# Shabess



## danir (Jan 26, 2007)

This is something that happens every Friday in the Market in Jerusalem.
About an hour before dark (when it becomes sabath), A group of ultra orthodox jews come to the market to make all the merchants close their stores. They blow their horns and make a lot of noise, and tell everyone to hurry.







Dani


----------



## just x joey (Jan 26, 2007)

need more contrast and mayeb sum more detail? try burnign and dodgeing


----------



## danir (Jan 26, 2007)

Thanks just x joey. I'm just begining to learn the possibilities of post processing.
Dani.


----------



## LaFoto (Jan 27, 2007)

Yes, it is quite quite grey, but the scene as you captured it is interesting, something I would not normally see ever in my life, so it has a photojournalistic quality to it, and I like to also hear your story about it. And learn the name for this. "Shabess". 

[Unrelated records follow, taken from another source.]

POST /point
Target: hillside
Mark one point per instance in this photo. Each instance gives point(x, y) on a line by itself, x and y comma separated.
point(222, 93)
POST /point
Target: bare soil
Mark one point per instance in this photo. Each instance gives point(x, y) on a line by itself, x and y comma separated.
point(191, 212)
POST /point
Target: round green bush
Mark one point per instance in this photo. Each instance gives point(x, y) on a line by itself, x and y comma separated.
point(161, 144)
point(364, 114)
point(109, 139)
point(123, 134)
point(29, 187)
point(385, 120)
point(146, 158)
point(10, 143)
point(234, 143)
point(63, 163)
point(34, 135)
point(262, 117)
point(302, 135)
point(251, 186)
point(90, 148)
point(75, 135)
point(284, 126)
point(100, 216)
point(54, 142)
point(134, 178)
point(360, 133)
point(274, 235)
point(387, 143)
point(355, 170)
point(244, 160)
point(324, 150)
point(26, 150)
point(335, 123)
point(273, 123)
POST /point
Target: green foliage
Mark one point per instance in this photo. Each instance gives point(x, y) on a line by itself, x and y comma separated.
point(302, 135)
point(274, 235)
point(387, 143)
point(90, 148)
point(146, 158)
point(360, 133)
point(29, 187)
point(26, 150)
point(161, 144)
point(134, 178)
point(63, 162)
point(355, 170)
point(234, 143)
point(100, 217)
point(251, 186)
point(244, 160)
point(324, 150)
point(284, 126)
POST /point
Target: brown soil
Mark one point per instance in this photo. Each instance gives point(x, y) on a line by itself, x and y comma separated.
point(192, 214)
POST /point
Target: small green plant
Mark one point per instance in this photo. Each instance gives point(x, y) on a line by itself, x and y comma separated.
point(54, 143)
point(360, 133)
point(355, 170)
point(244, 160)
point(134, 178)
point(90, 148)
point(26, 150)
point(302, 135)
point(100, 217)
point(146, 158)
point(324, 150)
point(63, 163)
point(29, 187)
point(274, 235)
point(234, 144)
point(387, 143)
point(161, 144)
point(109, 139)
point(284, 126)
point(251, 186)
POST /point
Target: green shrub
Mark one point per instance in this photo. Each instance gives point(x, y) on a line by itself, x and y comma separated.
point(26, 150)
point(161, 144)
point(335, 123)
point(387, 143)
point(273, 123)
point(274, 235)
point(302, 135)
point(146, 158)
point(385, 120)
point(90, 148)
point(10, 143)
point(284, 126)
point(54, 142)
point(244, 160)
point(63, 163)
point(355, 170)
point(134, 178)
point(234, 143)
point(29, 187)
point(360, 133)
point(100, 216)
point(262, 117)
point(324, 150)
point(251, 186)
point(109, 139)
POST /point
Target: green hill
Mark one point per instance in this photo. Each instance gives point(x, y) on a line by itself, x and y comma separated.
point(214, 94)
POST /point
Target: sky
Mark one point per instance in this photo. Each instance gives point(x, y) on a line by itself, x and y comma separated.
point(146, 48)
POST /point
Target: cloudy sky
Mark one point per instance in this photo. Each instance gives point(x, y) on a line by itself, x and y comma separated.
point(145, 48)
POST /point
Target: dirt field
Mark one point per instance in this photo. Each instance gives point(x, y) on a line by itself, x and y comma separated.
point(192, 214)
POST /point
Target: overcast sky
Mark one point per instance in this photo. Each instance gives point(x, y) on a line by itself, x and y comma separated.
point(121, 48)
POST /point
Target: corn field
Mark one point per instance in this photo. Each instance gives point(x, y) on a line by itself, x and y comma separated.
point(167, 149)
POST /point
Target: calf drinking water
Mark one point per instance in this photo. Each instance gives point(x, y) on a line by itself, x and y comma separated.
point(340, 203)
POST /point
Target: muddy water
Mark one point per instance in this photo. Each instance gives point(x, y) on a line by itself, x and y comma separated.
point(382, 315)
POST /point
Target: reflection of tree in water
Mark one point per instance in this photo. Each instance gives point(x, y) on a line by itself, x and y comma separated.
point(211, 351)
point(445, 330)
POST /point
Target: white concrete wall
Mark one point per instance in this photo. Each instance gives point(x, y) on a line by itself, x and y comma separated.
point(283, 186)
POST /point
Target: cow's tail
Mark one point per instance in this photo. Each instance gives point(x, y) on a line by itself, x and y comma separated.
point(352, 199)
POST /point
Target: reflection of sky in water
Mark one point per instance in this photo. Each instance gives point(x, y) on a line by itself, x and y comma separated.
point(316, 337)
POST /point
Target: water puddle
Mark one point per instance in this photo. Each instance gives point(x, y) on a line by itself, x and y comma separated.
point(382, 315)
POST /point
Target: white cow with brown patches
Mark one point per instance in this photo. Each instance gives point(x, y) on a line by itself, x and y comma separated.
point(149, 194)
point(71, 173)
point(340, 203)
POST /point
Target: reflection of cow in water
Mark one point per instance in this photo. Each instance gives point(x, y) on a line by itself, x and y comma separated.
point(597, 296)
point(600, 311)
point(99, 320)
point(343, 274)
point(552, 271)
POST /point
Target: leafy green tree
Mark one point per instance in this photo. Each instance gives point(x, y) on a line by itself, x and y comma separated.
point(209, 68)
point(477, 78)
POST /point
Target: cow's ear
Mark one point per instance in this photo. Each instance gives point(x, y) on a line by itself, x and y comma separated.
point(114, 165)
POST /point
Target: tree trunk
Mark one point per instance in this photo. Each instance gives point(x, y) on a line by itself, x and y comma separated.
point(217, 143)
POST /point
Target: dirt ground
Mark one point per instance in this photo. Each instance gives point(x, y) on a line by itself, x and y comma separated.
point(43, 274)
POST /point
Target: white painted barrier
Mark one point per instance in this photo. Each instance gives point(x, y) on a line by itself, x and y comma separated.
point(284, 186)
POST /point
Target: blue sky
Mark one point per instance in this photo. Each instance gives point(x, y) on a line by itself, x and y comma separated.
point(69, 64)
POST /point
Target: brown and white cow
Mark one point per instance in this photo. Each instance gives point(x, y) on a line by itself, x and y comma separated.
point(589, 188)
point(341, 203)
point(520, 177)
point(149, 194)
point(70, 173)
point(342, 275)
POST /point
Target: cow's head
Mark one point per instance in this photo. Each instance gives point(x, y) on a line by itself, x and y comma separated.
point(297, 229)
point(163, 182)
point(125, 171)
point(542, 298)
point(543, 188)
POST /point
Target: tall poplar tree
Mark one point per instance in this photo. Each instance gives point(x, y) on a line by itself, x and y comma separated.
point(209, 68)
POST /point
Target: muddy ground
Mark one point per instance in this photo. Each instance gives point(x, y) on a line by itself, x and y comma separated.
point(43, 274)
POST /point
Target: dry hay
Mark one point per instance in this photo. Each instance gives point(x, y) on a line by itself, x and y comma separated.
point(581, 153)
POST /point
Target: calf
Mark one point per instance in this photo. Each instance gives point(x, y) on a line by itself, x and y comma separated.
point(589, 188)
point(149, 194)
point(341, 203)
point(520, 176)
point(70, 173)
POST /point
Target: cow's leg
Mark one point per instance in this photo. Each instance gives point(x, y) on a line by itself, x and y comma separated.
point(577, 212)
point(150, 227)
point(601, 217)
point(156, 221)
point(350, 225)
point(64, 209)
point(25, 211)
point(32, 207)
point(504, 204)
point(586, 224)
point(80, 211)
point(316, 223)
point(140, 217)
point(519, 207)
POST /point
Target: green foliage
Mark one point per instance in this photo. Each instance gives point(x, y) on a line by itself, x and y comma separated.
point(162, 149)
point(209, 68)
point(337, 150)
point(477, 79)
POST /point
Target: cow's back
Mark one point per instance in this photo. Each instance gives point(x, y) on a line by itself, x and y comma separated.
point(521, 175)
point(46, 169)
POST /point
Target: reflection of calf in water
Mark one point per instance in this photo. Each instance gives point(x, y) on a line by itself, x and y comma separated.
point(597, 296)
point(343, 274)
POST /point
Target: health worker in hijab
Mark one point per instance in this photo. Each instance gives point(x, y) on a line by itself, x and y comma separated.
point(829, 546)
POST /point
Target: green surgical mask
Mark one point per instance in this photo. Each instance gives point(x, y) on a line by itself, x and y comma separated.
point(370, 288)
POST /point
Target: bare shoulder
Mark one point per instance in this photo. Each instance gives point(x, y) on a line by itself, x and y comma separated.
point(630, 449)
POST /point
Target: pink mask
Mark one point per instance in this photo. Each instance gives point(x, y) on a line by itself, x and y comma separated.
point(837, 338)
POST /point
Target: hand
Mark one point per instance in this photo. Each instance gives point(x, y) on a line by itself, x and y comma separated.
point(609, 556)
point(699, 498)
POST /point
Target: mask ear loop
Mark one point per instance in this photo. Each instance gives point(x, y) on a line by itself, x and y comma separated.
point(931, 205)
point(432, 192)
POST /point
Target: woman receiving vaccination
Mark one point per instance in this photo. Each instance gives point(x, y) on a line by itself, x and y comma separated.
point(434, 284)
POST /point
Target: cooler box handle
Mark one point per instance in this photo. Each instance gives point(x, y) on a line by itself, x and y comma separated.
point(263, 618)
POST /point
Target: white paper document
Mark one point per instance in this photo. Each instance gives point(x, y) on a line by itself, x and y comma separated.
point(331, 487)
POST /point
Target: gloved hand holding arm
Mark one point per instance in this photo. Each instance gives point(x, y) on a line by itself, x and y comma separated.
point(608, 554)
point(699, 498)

That one guy does not look too happy about the noise .


----------



## danir (Jan 27, 2007)

Thanks Corina for your interest. 'Shabess' is the Yidish word for Sabath or Saterday. In this day Jews (the religious ones) are not supposed to work (and that includes driving, using electrical appliances, lighting fire etc.), so these guys try to force the market to be closed on time an hour before 3 stars are seen.
It is actually a funny show because although the merchants do close their shops on time (most of them being half religious themselves), they do mock the intruders.
Dani


----------